Make it illegal to purchase any kind of alcohol from any shop. Alcohol should be sold only by government licensed business.
Raise the tax on alcohol so high that it becomes prohibitive. Currently a bottle of rum costs $500-$1000.
Tax it so it should cost $5000 per bottle. Here is a way of getting more tax and cutting back on VAT.
Increase the penalty for offences committed by people under the influence e.g. increased driving fines, increased fines for disruptive behaviour, increased fines for family abuses, etc.
Make it mandatory that alcoholics go through a rehabilitation programme. They will then have to be monitored.
Also the following infrastructure needs to be set up in these rural villages:
There must be playgrounds in good condition. Start coaching programmes for the various sports. You know how many Chanderpauls and Sarwans must have wasted their talent with the “white ball” rather than the red one?
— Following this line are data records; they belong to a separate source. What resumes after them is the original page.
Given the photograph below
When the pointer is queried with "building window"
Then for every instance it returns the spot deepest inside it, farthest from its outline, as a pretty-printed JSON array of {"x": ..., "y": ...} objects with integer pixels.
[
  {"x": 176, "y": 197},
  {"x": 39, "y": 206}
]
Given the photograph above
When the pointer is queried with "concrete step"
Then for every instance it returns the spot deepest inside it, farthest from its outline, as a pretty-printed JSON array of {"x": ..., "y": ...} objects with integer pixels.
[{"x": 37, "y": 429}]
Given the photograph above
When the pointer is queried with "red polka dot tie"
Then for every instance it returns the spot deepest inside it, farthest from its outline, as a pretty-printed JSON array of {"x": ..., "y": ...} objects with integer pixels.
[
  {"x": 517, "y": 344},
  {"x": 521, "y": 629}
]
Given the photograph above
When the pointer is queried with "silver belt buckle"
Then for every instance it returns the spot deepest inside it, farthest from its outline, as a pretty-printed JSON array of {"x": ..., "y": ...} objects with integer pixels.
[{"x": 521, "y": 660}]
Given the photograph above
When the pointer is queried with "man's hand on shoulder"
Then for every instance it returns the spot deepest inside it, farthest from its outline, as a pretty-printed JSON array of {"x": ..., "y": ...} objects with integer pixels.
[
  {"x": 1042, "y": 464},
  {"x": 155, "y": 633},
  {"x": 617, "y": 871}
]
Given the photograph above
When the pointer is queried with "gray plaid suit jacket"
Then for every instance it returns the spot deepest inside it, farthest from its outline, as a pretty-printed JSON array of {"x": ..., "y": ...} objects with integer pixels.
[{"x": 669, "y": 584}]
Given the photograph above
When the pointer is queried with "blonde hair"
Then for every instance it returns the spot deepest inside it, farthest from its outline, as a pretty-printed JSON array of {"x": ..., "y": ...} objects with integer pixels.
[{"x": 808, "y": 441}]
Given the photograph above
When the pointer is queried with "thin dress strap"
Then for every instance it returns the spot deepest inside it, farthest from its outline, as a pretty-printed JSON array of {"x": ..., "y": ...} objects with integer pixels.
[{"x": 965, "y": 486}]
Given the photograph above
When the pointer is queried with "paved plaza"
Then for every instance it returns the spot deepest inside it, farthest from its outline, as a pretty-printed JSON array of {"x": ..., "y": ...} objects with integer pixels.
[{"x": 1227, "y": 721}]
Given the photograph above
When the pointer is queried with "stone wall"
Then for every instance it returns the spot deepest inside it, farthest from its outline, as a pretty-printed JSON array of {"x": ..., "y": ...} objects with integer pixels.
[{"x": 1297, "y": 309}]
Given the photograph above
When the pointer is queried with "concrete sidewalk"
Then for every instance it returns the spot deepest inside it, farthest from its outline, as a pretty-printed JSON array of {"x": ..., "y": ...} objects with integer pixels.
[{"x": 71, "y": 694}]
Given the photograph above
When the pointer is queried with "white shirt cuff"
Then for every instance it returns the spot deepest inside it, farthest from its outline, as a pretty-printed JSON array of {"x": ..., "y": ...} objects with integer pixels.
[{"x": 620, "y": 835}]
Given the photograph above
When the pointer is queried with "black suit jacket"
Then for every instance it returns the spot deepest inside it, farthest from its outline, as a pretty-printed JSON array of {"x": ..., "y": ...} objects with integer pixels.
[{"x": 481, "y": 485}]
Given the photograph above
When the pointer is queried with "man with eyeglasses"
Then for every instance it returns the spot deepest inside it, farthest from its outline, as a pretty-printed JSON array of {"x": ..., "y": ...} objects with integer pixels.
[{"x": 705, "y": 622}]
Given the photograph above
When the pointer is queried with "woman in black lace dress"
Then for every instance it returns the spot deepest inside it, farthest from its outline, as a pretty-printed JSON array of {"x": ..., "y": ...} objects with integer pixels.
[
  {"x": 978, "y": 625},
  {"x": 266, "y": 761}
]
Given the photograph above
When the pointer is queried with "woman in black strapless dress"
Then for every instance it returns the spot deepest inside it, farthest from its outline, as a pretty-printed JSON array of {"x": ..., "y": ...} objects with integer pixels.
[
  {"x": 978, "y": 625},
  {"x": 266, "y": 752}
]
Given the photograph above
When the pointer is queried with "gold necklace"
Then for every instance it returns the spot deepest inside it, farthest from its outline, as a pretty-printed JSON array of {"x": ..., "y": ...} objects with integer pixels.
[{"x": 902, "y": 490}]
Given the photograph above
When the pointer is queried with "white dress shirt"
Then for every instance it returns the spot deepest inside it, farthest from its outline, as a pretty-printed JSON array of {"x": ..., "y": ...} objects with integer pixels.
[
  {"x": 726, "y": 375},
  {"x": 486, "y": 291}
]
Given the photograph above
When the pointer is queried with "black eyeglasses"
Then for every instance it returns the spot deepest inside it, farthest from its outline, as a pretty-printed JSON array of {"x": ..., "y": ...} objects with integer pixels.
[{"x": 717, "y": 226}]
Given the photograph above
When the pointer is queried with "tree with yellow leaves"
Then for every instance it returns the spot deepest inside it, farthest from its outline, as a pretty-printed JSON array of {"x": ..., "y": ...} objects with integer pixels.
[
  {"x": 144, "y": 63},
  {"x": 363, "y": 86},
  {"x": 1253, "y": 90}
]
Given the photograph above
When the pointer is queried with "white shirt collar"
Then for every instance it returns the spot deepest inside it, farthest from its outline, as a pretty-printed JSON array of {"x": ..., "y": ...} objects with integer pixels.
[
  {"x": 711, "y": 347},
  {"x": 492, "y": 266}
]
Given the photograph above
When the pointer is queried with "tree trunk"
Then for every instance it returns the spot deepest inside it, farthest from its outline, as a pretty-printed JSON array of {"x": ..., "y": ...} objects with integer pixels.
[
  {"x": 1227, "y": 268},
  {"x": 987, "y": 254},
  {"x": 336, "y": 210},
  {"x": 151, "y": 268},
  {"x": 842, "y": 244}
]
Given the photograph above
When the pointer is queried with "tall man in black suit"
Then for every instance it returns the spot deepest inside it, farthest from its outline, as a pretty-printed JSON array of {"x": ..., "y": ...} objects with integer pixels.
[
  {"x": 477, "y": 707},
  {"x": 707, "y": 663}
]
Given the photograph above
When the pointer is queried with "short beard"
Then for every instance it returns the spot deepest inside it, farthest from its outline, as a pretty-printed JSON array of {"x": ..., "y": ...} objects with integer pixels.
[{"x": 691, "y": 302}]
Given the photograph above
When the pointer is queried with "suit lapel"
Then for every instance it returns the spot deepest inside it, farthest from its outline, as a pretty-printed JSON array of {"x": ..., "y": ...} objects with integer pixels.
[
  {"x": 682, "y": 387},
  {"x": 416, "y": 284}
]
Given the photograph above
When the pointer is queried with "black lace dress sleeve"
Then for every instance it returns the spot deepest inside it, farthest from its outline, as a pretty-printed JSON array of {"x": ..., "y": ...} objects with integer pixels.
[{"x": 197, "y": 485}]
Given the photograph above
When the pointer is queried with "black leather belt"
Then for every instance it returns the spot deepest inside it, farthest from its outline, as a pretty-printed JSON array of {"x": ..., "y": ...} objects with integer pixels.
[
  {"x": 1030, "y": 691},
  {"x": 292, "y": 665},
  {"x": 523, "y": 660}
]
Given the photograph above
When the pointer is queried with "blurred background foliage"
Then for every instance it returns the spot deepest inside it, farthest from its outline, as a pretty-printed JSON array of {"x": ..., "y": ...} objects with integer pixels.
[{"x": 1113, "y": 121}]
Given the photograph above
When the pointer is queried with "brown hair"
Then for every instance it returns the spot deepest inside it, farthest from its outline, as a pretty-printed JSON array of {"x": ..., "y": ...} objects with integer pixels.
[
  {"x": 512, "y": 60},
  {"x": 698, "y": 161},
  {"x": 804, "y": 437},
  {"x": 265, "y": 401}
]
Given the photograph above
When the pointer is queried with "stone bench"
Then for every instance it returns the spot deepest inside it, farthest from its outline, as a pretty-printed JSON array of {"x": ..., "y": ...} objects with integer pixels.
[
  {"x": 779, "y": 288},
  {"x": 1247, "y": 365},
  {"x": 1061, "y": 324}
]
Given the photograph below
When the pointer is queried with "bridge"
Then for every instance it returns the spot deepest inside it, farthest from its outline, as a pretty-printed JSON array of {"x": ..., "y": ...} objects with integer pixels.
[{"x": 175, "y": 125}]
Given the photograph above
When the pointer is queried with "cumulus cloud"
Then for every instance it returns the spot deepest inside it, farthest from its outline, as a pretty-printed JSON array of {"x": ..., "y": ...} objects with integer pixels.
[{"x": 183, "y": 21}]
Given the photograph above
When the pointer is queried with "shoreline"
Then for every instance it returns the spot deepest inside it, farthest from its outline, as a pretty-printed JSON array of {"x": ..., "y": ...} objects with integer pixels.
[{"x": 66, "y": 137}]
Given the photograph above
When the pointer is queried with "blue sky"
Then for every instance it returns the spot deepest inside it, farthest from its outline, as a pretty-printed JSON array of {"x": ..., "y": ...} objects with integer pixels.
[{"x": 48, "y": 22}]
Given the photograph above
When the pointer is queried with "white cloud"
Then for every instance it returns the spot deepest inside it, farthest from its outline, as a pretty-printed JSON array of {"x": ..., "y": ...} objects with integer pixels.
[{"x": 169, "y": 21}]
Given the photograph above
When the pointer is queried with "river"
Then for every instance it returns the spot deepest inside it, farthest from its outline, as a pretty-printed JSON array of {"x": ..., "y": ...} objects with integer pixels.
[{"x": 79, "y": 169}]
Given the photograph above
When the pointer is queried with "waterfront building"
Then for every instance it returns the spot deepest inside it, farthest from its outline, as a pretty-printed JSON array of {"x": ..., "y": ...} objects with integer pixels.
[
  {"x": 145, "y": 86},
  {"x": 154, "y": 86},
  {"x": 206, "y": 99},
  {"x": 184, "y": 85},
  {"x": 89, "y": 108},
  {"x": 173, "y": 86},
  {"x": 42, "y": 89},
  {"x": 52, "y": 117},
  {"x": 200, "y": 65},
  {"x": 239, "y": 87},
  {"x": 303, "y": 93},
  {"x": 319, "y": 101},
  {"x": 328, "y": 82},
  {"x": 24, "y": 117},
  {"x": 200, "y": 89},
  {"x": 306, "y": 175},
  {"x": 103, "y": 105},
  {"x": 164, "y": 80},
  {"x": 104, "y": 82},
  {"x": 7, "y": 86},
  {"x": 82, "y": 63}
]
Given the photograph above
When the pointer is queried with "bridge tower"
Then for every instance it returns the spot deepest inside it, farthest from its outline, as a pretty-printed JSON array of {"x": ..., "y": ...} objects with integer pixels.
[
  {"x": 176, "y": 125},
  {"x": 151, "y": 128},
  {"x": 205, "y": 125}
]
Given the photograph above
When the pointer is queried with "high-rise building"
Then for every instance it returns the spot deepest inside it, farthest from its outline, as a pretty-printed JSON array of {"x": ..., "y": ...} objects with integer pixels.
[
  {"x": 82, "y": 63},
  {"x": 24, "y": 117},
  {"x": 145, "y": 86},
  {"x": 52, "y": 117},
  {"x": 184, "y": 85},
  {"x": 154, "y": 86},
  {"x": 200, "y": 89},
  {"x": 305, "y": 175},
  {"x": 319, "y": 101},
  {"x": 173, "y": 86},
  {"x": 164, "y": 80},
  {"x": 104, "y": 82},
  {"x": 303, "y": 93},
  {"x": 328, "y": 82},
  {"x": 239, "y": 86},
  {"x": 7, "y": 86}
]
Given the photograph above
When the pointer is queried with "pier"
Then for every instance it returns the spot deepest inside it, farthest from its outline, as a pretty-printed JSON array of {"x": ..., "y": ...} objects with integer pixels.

The churches need to play a more active role in ensuring that the males participate more in family oriented fun than to waste ¾ of the salary on booze.
Job creation is important in rural areas. Lots of times people are just bored and have nothing to do but drink rum.
The government needs to be more proactive with these things. Do not let the people continue to live in abject poverty and ignorance.
It is time that the Guyanese people join together, stand up and fight alcoholism.